Les mots ont une grande importance car ils façonnent notre manière de conceptualiser les problèmes, hiérarchiser les questions et forger des réponses. Une utilisation inappropriée du langage peut conduire à des lois et règles incohérentes sur un même sujet. Malgré l’existence de définitions juridiques pour un certain nombre de crimes sexuels contre les enfants, il existe toujours une importante confusion liée à l’utilisation de terminologies différentes associées à l’exploitation sexuelle et aux abus sexuels d’enfants. Mais même lorsque les mêmes termes sont utilisés, il y a souvent des désaccords concernant leur signification réelle, conduisant à l’utilisation des mêmes mots pour désigner des actions ou situations différentes. Cela a créé des défis importants pour l’élaboration de politiques et de programmes, pour l’élaboration des lois ainsi que la collecte de données, conduisant à des réponses erronées et des méthodes inefficaces et limitées de mesurer un impact ou de fixer des objectifs. Ces difficultés sont d’autant plus importantes dans un cadre international.

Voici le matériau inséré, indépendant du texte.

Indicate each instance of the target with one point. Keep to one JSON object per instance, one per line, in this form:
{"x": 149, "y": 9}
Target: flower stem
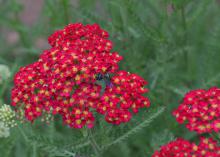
{"x": 183, "y": 19}
{"x": 94, "y": 144}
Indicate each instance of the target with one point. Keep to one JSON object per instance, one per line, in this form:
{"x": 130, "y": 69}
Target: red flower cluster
{"x": 201, "y": 110}
{"x": 124, "y": 94}
{"x": 64, "y": 80}
{"x": 183, "y": 148}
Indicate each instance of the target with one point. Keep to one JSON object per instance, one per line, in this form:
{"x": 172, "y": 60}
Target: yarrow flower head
{"x": 65, "y": 80}
{"x": 183, "y": 148}
{"x": 4, "y": 131}
{"x": 200, "y": 110}
{"x": 7, "y": 116}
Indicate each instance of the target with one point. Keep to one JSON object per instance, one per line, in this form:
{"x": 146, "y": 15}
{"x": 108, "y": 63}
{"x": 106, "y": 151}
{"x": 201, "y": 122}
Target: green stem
{"x": 94, "y": 144}
{"x": 183, "y": 19}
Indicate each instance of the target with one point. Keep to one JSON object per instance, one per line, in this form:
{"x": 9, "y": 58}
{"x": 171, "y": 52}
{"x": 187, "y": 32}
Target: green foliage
{"x": 174, "y": 44}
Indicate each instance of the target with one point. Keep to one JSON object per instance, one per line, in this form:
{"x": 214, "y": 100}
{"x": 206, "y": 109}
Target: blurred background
{"x": 174, "y": 44}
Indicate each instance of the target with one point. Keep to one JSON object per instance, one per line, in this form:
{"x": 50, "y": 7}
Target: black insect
{"x": 107, "y": 80}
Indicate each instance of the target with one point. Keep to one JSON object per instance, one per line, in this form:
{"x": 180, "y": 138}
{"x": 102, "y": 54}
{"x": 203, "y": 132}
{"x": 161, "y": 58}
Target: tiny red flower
{"x": 200, "y": 110}
{"x": 183, "y": 148}
{"x": 64, "y": 80}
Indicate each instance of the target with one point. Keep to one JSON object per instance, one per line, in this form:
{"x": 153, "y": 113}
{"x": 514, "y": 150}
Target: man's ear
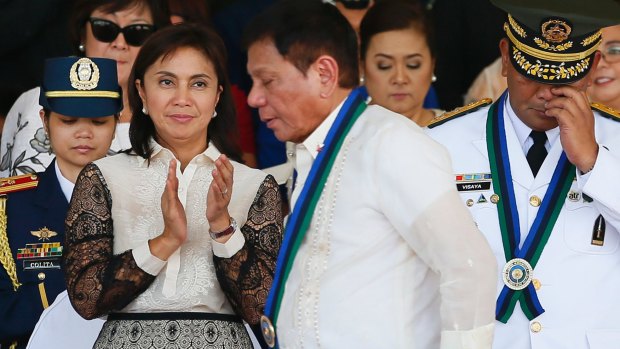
{"x": 328, "y": 72}
{"x": 504, "y": 50}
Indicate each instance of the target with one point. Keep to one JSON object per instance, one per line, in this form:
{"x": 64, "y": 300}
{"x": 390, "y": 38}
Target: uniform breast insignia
{"x": 18, "y": 183}
{"x": 460, "y": 111}
{"x": 473, "y": 182}
{"x": 606, "y": 111}
{"x": 44, "y": 233}
{"x": 44, "y": 255}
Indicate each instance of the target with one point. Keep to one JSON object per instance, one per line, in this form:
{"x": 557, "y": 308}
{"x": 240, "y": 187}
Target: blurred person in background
{"x": 605, "y": 88}
{"x": 112, "y": 29}
{"x": 397, "y": 53}
{"x": 81, "y": 102}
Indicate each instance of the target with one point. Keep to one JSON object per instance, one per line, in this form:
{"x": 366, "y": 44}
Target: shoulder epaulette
{"x": 606, "y": 111}
{"x": 18, "y": 183}
{"x": 460, "y": 111}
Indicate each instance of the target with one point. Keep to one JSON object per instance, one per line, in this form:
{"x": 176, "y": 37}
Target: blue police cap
{"x": 81, "y": 87}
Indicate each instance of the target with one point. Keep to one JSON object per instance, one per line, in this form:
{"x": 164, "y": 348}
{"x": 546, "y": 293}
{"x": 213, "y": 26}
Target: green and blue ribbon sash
{"x": 543, "y": 224}
{"x": 303, "y": 211}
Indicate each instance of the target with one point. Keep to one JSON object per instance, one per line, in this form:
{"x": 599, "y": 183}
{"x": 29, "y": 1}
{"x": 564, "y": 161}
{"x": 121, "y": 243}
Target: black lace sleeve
{"x": 246, "y": 277}
{"x": 98, "y": 282}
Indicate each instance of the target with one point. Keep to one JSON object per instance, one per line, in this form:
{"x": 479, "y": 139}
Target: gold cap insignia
{"x": 555, "y": 30}
{"x": 44, "y": 233}
{"x": 84, "y": 74}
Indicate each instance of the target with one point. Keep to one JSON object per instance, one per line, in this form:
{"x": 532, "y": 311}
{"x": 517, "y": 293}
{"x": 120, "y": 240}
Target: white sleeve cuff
{"x": 230, "y": 247}
{"x": 478, "y": 338}
{"x": 146, "y": 261}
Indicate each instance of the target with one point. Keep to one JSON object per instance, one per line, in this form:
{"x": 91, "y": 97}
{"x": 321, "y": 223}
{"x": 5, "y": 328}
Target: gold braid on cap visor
{"x": 549, "y": 56}
{"x": 102, "y": 94}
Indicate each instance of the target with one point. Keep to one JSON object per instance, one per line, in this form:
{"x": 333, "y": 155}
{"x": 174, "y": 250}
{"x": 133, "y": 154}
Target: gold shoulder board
{"x": 606, "y": 111}
{"x": 460, "y": 111}
{"x": 18, "y": 183}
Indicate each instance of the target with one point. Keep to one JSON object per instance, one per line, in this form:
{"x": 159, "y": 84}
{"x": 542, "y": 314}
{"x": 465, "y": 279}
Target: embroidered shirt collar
{"x": 208, "y": 155}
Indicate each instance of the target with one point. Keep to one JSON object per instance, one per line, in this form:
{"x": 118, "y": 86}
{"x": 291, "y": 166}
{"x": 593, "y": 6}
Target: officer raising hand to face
{"x": 538, "y": 171}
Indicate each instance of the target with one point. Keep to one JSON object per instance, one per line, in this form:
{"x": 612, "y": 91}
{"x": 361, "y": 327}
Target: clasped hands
{"x": 175, "y": 220}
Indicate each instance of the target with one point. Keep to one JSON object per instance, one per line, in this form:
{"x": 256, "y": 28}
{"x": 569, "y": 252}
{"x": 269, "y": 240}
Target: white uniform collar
{"x": 523, "y": 131}
{"x": 65, "y": 185}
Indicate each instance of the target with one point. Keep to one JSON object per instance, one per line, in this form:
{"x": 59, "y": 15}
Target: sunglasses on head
{"x": 107, "y": 31}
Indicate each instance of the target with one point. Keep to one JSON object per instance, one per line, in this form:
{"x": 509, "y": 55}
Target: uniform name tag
{"x": 473, "y": 186}
{"x": 42, "y": 264}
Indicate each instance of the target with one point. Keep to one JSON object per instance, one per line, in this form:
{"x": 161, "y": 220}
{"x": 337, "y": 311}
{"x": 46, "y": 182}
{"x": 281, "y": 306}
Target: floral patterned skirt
{"x": 173, "y": 331}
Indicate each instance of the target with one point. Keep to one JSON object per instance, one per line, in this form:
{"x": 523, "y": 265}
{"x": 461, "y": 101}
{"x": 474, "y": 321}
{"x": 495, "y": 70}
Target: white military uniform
{"x": 579, "y": 282}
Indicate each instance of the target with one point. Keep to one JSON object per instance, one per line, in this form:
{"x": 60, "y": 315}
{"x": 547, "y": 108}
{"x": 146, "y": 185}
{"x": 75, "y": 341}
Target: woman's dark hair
{"x": 222, "y": 130}
{"x": 388, "y": 15}
{"x": 195, "y": 11}
{"x": 82, "y": 9}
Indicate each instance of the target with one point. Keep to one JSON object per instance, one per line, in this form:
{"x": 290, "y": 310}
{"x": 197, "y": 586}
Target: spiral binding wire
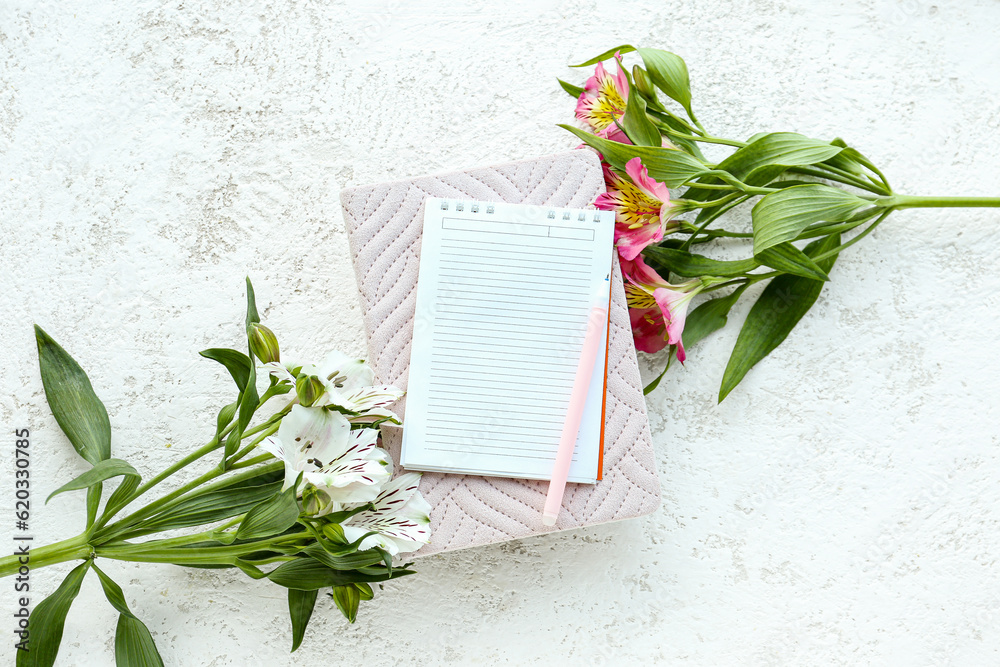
{"x": 490, "y": 209}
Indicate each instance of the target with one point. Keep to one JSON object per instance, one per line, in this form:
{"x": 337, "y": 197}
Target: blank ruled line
{"x": 506, "y": 454}
{"x": 513, "y": 328}
{"x": 483, "y": 398}
{"x": 491, "y": 414}
{"x": 522, "y": 322}
{"x": 487, "y": 287}
{"x": 501, "y": 428}
{"x": 464, "y": 448}
{"x": 466, "y": 295}
{"x": 518, "y": 438}
{"x": 485, "y": 335}
{"x": 533, "y": 266}
{"x": 508, "y": 360}
{"x": 513, "y": 365}
{"x": 477, "y": 341}
{"x": 470, "y": 339}
{"x": 508, "y": 270}
{"x": 532, "y": 245}
{"x": 450, "y": 382}
{"x": 450, "y": 308}
{"x": 521, "y": 249}
{"x": 460, "y": 274}
{"x": 487, "y": 393}
{"x": 505, "y": 255}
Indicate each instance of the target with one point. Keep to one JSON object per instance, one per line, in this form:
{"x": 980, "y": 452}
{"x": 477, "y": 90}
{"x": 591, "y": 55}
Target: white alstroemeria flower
{"x": 401, "y": 518}
{"x": 347, "y": 382}
{"x": 344, "y": 464}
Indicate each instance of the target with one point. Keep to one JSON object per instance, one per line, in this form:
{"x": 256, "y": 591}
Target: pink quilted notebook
{"x": 384, "y": 223}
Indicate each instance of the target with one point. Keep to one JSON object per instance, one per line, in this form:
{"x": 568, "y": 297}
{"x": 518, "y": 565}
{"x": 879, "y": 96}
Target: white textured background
{"x": 841, "y": 507}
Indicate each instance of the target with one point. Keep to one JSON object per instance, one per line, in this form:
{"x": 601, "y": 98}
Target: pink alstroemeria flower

L’absence de consensus au niveau international sur plusieurs termes qui devraient être employés a eu un impact sur les efforts mondiaux visant à la collecte de données et l’identification des différentes formes d’exploitation sexuelle et d’abus sexuels d’enfants. La confusion dans l’utilisation du langage et des termes peut affecter et affaiblir le travail de plaidoyer et de la coopération entre les gouvernements et entre les organisations. La traduction de termes en différentes langues introduit également d’autres défis. Sans compréhension conceptuelle claire (et accord sur) leur sens, traduire exactement des termes dans plusieurs langues devient une tâche lourde et gourmande en ressources.

Une plus grande clarté conceptuelle sur la terminologie est donc nécessaire pour assurer un plaidoyer, des politiques et des lois plus forts et plus cohérents dans toutes les langues de toutes les régions du monde. Pour générer plus de clarté dans la conceptualisation, la définition et la traduction de l’exploitation sexuelle et des abus sexuel d’enfants, un dialogue multipartite impliquant les voix d’une multitude d’acteurs à tous les niveaux est nécessaire. Étant donné l’évolution rapide des technologies de l’information et des communications (TIC), qui à son tour apporte de nouvelles formes d’exploitation sexuelle et d’abus sexuels d’enfants, façonner une compréhension commune est de plus en plus important dans l’effort mondial d’éradication de violations de ces droits des enfants.

À l’initiative d’ECPAT International et dans le but d’aller au-delà de l’absence d’harmonisation entre les entités des Nations Unies, les organisations non gouvernementales (ONG) internationales de droit des enfants et les autorités publiques concernant les termes à utiliser pour décrire les différentes formes d’exploitation sexuelle et d’abus sexuels d’enfants, un groupe de travail interinstitutionnel (GTI) composé de représentants des principales parties prenantes a été créé en septembre 2014. S’appuyant sur l’expertise que les représentants du GTI et leurs organisations respectives possèdent, une analyse approfondie et une discussion sur la terminologie et les définitions ont été lancées, qui ont duré plus d’un an. Le groupe de travail était présidé par le professeur Jaap Doek, ancien Président du Comité des Nations Unies relative aux droits de l’enfant. Parallèlement aux délibérations du GTI, un processus de consultation avec un groupe d’experts plus large sur la protection de l’enfance avec des locuteurs anglophones, francophones et hispanophone, a eu lieu.

Le groupe de travail a achevé ses travaux en janvier 2016, lorsque les « Guide de terminologie pour la protection des enfants contre l’exploitation et l’abus sexuels» ont été adoptées en Anglais à Luxembourg.